Sunday, December 16, 2007


Julius Streicher (February 12, 1885October 16, 1946) was a prominent Nazi prior to and during World War II. He was the publisher of the Nazi Der Stürmer newspaper, which was to become a part of the Nazi propaganda machine. His publishing firm released three anti-Semitic books for children, including the 1938 Der Giftpilz (The Poison Mushroom), one of the most widespread pieces of propaganda, which purported to warn about insidious dangers Jews posed by using the metaphor of an attractive yet deadly mushroom. After the war, he was convicted of crimes against humanity and executed.

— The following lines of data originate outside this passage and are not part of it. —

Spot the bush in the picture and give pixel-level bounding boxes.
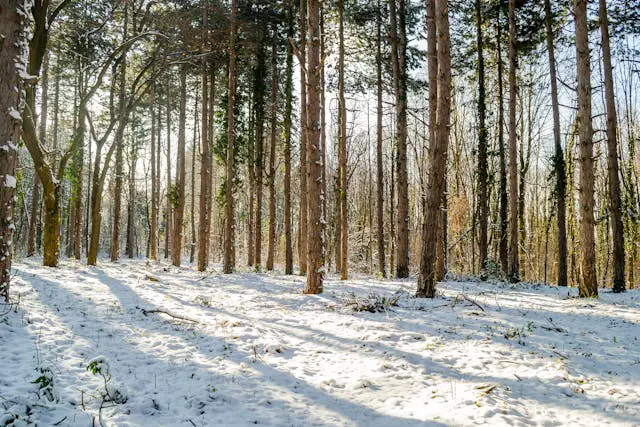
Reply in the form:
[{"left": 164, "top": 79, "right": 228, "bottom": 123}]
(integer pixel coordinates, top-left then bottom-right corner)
[{"left": 344, "top": 292, "right": 400, "bottom": 313}]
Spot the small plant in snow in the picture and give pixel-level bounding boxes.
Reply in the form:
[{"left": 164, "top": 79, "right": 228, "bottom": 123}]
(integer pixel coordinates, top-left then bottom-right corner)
[
  {"left": 32, "top": 367, "right": 58, "bottom": 402},
  {"left": 344, "top": 292, "right": 400, "bottom": 313},
  {"left": 86, "top": 356, "right": 127, "bottom": 404},
  {"left": 480, "top": 259, "right": 507, "bottom": 282}
]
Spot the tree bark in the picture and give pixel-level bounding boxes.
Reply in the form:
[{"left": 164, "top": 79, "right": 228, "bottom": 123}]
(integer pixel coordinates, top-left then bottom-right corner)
[
  {"left": 111, "top": 6, "right": 128, "bottom": 262},
  {"left": 376, "top": 0, "right": 386, "bottom": 278},
  {"left": 599, "top": 0, "right": 625, "bottom": 292},
  {"left": 476, "top": 0, "right": 489, "bottom": 270},
  {"left": 254, "top": 43, "right": 266, "bottom": 270},
  {"left": 150, "top": 88, "right": 158, "bottom": 261},
  {"left": 298, "top": 0, "right": 308, "bottom": 275},
  {"left": 388, "top": 0, "right": 409, "bottom": 278},
  {"left": 284, "top": 0, "right": 295, "bottom": 275},
  {"left": 0, "top": 0, "right": 26, "bottom": 300},
  {"left": 507, "top": 0, "right": 519, "bottom": 282},
  {"left": 417, "top": 0, "right": 452, "bottom": 298},
  {"left": 574, "top": 0, "right": 598, "bottom": 297},
  {"left": 304, "top": 0, "right": 324, "bottom": 294},
  {"left": 338, "top": 0, "right": 348, "bottom": 280},
  {"left": 496, "top": 7, "right": 508, "bottom": 275},
  {"left": 544, "top": 0, "right": 567, "bottom": 287},
  {"left": 172, "top": 65, "right": 188, "bottom": 267},
  {"left": 223, "top": 0, "right": 238, "bottom": 273},
  {"left": 267, "top": 26, "right": 278, "bottom": 271},
  {"left": 28, "top": 53, "right": 48, "bottom": 257}
]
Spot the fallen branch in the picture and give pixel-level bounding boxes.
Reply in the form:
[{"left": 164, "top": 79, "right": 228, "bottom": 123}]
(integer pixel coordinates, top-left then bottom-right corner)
[
  {"left": 453, "top": 294, "right": 485, "bottom": 312},
  {"left": 137, "top": 307, "right": 199, "bottom": 323}
]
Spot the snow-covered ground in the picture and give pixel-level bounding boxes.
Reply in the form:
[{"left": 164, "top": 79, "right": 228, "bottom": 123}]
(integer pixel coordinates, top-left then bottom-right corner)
[{"left": 1, "top": 258, "right": 639, "bottom": 426}]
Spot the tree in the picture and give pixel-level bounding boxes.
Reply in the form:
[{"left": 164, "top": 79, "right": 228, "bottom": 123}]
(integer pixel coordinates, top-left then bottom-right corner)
[
  {"left": 544, "top": 0, "right": 567, "bottom": 287},
  {"left": 574, "top": 0, "right": 597, "bottom": 297},
  {"left": 599, "top": 0, "right": 625, "bottom": 292},
  {"left": 507, "top": 0, "right": 519, "bottom": 283},
  {"left": 476, "top": 0, "right": 488, "bottom": 271},
  {"left": 418, "top": 0, "right": 452, "bottom": 298},
  {"left": 283, "top": 0, "right": 295, "bottom": 275},
  {"left": 298, "top": 0, "right": 308, "bottom": 276},
  {"left": 199, "top": 5, "right": 212, "bottom": 272},
  {"left": 338, "top": 0, "right": 349, "bottom": 280},
  {"left": 389, "top": 0, "right": 410, "bottom": 278},
  {"left": 303, "top": 0, "right": 324, "bottom": 295},
  {"left": 172, "top": 65, "right": 188, "bottom": 267},
  {"left": 0, "top": 0, "right": 28, "bottom": 301},
  {"left": 223, "top": 0, "right": 239, "bottom": 274},
  {"left": 376, "top": 0, "right": 386, "bottom": 278},
  {"left": 266, "top": 24, "right": 278, "bottom": 272}
]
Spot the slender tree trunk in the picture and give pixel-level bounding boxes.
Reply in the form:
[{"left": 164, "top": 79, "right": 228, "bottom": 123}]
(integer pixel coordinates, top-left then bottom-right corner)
[
  {"left": 284, "top": 0, "right": 294, "bottom": 274},
  {"left": 111, "top": 7, "right": 128, "bottom": 262},
  {"left": 376, "top": 0, "right": 386, "bottom": 278},
  {"left": 298, "top": 0, "right": 308, "bottom": 275},
  {"left": 248, "top": 93, "right": 256, "bottom": 267},
  {"left": 150, "top": 88, "right": 158, "bottom": 261},
  {"left": 165, "top": 88, "right": 172, "bottom": 259},
  {"left": 497, "top": 9, "right": 508, "bottom": 275},
  {"left": 575, "top": 0, "right": 598, "bottom": 297},
  {"left": 28, "top": 54, "right": 48, "bottom": 257},
  {"left": 254, "top": 44, "right": 266, "bottom": 270},
  {"left": 304, "top": 0, "right": 324, "bottom": 294},
  {"left": 476, "top": 0, "right": 489, "bottom": 270},
  {"left": 0, "top": 0, "right": 26, "bottom": 300},
  {"left": 126, "top": 129, "right": 137, "bottom": 259},
  {"left": 172, "top": 65, "right": 187, "bottom": 267},
  {"left": 388, "top": 0, "right": 409, "bottom": 278},
  {"left": 223, "top": 0, "right": 238, "bottom": 273},
  {"left": 544, "top": 0, "right": 567, "bottom": 287},
  {"left": 267, "top": 26, "right": 278, "bottom": 271},
  {"left": 418, "top": 0, "right": 452, "bottom": 298},
  {"left": 198, "top": 49, "right": 211, "bottom": 270},
  {"left": 507, "top": 0, "right": 519, "bottom": 282},
  {"left": 599, "top": 0, "right": 625, "bottom": 292},
  {"left": 338, "top": 0, "right": 348, "bottom": 280},
  {"left": 190, "top": 88, "right": 199, "bottom": 264}
]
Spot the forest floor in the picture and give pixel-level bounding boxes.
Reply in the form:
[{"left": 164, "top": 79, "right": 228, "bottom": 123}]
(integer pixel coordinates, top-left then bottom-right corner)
[{"left": 1, "top": 258, "right": 639, "bottom": 426}]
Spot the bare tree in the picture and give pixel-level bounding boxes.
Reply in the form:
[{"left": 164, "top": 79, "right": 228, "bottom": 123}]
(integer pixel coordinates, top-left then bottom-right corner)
[
  {"left": 304, "top": 0, "right": 325, "bottom": 294},
  {"left": 223, "top": 0, "right": 239, "bottom": 273},
  {"left": 418, "top": 0, "right": 452, "bottom": 298},
  {"left": 574, "top": 0, "right": 597, "bottom": 297},
  {"left": 599, "top": 0, "right": 625, "bottom": 292}
]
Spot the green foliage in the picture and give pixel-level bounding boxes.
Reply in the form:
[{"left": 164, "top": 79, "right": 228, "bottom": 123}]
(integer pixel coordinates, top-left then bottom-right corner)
[{"left": 32, "top": 367, "right": 57, "bottom": 402}]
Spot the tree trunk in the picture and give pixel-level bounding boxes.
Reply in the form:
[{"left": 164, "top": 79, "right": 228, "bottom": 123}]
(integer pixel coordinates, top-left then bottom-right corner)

Julius Streicher National Socialism
Julius Streicher was found guilty of crimes against humanity at the Nuremberg War Crimes Trial and sentenced to death on October 1, 1946. During the trial Streicher declared several times that the jailers had tortured him. All his comments on this issue were erased from the official protocol but on the audiotape of the trial it is still present. His last words, before execution on October 16, 1946, were "Heil Hitler," and, "The Bolsheviks will hang you one day!". Streicher was not a member of the military and was not part of planning the Holocaust, the invasion of Poland, or the Soviet invasion. Yet his role in inciting the extermination of Jews was significant enough, in the prosecutors' judgment, to include him in the indictment. The hanging of Julius Streicher did not proceed as planned. The consensus among eyewitnesses is that he died by slow strangulation rather than by the quick death from spinal severing typical with the type of hanging used at Nuremberg. The executioner had to intervene under the gallows to silence and finish Streicher, who was still groaning and swinging on the rope moments after the release of the trap-door.